About Me

Hi there, I am Changliang Xia (Chinese name: 夏常亮), a second-year Master’s student in Computer Science and Technology at Xi’an Jiaotong University, supervised by Prof. Minnan Luo. My research focuses on Computer Vision, with a specialization in image and video generation.

Currently, my work involves:

  • Advanced methods for image and video generation and editing
  • Diffusion-based visual perceptual tasks (e.g., depth estimation, normal estimation)
  • Agent for Multimodal Creative Intelligence

I am passionate about building generative systems that are both controllable and creative, and I enjoy working at the intersection of vision, generative models, and multimodal intelligence.

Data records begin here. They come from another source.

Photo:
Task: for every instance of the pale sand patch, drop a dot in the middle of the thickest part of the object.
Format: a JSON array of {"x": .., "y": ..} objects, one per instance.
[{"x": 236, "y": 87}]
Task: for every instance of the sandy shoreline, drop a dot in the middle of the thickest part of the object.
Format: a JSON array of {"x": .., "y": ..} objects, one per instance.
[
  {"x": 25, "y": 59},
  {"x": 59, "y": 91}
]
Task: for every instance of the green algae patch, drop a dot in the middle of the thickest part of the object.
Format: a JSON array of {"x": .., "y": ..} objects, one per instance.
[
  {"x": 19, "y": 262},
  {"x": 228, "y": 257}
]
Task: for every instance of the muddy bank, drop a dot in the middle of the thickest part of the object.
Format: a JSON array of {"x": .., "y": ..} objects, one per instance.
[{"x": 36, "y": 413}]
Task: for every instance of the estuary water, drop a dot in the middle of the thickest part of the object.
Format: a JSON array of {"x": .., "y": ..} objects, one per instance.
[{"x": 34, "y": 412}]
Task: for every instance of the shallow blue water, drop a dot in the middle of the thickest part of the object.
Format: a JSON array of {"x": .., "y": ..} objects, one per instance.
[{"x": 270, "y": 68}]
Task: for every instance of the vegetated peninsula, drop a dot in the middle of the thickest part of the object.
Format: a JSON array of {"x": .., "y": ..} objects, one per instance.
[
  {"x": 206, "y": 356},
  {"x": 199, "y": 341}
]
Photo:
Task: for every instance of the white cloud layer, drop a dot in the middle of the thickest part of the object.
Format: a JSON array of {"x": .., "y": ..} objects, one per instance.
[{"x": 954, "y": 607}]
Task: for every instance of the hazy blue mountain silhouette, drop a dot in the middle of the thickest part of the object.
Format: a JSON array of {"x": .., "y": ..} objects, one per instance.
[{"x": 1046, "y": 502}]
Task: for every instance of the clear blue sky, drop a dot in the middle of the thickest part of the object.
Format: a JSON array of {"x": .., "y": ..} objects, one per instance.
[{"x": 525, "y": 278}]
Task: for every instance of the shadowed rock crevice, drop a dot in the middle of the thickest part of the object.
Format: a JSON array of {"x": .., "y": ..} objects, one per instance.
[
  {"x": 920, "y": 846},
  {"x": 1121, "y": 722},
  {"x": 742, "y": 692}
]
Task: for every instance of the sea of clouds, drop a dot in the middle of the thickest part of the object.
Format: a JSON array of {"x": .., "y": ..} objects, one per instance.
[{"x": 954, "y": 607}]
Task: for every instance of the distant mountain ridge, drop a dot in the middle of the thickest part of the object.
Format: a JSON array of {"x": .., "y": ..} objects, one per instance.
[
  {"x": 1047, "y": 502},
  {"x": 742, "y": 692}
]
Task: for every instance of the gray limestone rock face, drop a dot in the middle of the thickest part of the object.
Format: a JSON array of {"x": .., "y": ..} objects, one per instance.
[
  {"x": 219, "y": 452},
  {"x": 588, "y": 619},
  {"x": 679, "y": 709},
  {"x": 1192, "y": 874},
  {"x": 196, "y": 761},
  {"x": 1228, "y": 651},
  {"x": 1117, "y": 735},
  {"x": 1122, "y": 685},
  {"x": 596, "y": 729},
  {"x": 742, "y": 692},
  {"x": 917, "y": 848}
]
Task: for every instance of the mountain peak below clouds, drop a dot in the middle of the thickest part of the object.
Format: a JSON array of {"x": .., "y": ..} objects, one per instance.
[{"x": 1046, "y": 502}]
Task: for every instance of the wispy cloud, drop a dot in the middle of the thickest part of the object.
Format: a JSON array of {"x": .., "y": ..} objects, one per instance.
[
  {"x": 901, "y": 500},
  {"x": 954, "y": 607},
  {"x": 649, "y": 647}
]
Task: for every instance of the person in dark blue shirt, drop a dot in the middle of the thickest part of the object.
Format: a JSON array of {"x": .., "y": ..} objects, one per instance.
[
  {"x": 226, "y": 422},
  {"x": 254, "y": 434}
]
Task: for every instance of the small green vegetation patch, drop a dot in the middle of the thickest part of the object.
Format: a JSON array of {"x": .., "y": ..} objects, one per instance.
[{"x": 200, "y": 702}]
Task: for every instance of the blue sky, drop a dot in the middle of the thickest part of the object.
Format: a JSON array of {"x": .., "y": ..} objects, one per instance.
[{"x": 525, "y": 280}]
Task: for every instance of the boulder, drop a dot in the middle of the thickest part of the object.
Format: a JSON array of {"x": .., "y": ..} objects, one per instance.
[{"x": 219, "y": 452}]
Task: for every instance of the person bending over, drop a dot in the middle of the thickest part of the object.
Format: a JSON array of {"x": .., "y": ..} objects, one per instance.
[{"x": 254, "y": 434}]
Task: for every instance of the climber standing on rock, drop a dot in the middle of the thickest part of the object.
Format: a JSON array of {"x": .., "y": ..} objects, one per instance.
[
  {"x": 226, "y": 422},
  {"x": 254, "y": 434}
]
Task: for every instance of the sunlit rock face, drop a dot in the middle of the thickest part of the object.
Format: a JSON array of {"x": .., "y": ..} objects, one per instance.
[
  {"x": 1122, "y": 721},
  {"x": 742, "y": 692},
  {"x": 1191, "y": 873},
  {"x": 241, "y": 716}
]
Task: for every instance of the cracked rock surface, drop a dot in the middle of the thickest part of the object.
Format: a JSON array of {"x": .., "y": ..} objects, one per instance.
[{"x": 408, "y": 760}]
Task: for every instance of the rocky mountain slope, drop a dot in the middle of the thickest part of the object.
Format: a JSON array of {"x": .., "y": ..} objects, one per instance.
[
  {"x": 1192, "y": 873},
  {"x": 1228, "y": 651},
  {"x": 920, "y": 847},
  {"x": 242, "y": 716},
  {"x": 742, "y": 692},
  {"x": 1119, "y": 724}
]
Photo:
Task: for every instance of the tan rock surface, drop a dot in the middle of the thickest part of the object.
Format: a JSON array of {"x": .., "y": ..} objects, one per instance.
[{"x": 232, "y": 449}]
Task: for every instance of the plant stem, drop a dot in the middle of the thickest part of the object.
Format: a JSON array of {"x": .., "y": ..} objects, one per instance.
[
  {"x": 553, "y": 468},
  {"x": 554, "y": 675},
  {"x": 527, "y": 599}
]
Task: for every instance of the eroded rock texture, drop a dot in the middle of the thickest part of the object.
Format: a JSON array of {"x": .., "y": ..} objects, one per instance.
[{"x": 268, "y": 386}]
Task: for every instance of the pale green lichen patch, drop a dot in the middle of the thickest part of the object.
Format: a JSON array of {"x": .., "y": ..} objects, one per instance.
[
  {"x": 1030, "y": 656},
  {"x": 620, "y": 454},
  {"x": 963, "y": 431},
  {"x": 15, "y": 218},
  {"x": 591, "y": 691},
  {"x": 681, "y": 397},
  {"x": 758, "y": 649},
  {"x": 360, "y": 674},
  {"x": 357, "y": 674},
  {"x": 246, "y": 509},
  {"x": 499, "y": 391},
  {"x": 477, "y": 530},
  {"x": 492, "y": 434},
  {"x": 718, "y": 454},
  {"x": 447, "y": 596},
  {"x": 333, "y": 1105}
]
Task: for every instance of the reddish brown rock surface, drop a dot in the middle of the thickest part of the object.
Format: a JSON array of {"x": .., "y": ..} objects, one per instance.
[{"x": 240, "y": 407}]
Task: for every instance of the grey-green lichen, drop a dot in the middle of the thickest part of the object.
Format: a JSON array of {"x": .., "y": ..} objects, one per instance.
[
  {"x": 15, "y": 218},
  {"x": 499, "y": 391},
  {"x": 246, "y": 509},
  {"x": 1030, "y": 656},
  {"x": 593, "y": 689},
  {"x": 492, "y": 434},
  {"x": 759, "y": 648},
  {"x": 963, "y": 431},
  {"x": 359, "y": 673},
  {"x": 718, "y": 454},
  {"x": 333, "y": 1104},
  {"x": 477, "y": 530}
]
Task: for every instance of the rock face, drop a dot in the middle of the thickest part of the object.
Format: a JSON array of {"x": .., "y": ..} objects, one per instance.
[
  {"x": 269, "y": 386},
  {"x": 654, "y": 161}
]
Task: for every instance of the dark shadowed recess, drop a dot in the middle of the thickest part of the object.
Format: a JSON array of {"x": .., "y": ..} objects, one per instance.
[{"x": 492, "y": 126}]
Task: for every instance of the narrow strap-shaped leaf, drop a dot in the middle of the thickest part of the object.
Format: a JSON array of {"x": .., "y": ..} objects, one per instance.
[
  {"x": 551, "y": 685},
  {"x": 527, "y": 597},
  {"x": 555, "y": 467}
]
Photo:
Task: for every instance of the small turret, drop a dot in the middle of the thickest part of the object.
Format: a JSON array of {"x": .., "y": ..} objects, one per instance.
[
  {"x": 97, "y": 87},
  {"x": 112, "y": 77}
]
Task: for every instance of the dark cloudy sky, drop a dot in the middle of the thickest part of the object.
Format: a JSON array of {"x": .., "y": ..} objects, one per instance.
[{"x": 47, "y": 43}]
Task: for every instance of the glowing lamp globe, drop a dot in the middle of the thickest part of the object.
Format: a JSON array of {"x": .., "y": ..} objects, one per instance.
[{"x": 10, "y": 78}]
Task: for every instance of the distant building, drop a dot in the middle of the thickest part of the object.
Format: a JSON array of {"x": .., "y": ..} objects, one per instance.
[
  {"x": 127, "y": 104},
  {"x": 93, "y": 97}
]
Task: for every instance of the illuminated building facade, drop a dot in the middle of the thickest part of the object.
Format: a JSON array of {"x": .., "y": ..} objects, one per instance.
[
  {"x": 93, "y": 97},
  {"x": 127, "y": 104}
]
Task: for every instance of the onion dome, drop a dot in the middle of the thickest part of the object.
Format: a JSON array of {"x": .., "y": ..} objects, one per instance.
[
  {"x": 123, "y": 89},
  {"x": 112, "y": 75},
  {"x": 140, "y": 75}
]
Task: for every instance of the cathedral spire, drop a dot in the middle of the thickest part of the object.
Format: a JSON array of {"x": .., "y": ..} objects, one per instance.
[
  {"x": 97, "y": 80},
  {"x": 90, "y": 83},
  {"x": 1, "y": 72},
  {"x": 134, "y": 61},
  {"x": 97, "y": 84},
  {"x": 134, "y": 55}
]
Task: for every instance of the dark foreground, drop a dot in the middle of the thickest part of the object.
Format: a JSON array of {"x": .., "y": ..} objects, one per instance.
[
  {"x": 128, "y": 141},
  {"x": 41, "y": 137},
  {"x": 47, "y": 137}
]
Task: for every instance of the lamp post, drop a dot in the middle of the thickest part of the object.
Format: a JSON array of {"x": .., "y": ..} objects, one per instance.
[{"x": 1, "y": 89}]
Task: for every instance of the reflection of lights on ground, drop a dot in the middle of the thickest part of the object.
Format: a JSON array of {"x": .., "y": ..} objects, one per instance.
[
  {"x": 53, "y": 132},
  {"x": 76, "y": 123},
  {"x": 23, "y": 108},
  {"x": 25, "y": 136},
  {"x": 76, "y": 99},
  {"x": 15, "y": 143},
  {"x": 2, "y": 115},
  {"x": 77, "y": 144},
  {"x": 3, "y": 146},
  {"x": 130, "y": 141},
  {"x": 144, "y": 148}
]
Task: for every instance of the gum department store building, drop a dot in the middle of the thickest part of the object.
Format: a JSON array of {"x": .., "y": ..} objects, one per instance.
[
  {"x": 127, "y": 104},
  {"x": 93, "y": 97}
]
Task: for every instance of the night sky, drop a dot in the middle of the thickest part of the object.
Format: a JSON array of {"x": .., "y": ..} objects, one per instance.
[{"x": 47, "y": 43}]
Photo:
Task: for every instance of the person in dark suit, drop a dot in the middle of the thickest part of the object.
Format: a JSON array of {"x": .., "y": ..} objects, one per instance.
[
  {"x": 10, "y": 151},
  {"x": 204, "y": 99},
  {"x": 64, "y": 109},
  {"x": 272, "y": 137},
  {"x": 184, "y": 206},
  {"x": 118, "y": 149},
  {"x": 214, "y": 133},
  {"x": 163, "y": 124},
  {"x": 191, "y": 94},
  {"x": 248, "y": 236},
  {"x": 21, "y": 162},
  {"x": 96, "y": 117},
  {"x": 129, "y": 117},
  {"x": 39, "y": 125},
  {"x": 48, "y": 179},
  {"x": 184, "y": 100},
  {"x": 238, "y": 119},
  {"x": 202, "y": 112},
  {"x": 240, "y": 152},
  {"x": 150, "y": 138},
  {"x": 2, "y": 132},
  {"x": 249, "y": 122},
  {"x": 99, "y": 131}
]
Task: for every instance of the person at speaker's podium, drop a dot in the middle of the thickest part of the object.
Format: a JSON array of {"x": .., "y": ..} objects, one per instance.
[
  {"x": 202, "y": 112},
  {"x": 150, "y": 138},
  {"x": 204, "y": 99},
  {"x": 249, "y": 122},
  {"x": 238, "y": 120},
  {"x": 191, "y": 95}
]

I am actively seeking research internships for 2025/2026. If you are interested in collaboration or opportunities, please feel free to reach out to me at 202066@stu.xjtu.edu.cn.

🔥 News

  • 2025.12: 🎉 Our papers [D³-Predictor, PaCo-RL] are recently released.
  • 2025.06: 🎉 Our papers [T2IS, DenseDiT] are recently released.
  • 2025.02: 🎉 ChatGen is accepeted by CVPR 2025.
  • 2024.11: 🎉 Our papers [ChatGen] are recently released.

📝 Publications

Preprint
IMAGE Framework

D³-Predictor: Noise-Free Deterministic Diffusion for Dense Prediction
Changliang Xia*, Chengyou Jia*, Minnan Luo, Zhuohang Dang, Xin Shen, Bowen Ping (* means equal contributions)

  • We identify a key limitation in current diffusion-based dense prediction methods: the intrinsic stochastic noise of diffusion models disrupts the geometric structure and fine-grained spatial reasoning crucial for dense prediction tasks. To overcome this, we propose D³-Predictor, a deterministic framework that leverages noise-free diffusion priors for fast and accurate dense prediction.
CVPR 2025
Emissions Framework

ChatGen: Automatic Text-to-Image Generation From FreeStyle Chatting
Chengyou Jia*, Changliang Xia*, Zhuohang Dang, Weijia Wu, Hangwei Qian, Minnan Luo (* means equal contributions)

  • This work tackles the trial-and-error challenge in text-to-image generation by automating the entire pipeline, enabling image creation through simple chat. We introduce the ChatGenBench benchmark and propose ChatGen-Evo, a novel training strategy that equips models with multi-step automation reasoning. Our approach significantly advances performance in generating high-quality images from freestyle user requests.

🎖 Honors and Awards

  • 2023.04: 🏆 Finalist, Mathematical Contest in Modeling/Interdisciplinary Contest in Modeling (MCM/ICM)
  • 2023.09: 🏆 Outstanding Student in Xi’an Jiaotong University
  • 2022.09: 🏆 Outstanding Student in Xi’an Jiaotong University
  • 2021.09: 🏆 Outstanding Student in Xi’an Jiaotong University
  • 2025.11: 💰 Xi’an Jiaotong University Special Grade Scholarship
  • 2024.11: 💰 Xi’an Jiaotong University First-Class Scholarship

📖 Educations

  • 2024.09 - Present, M.S. Student, Computer Science, Xi’an Jiaotong University.
  • 2020.09 - 2024.06, B.S. in Computer Science, Xi’an Jiaotong University.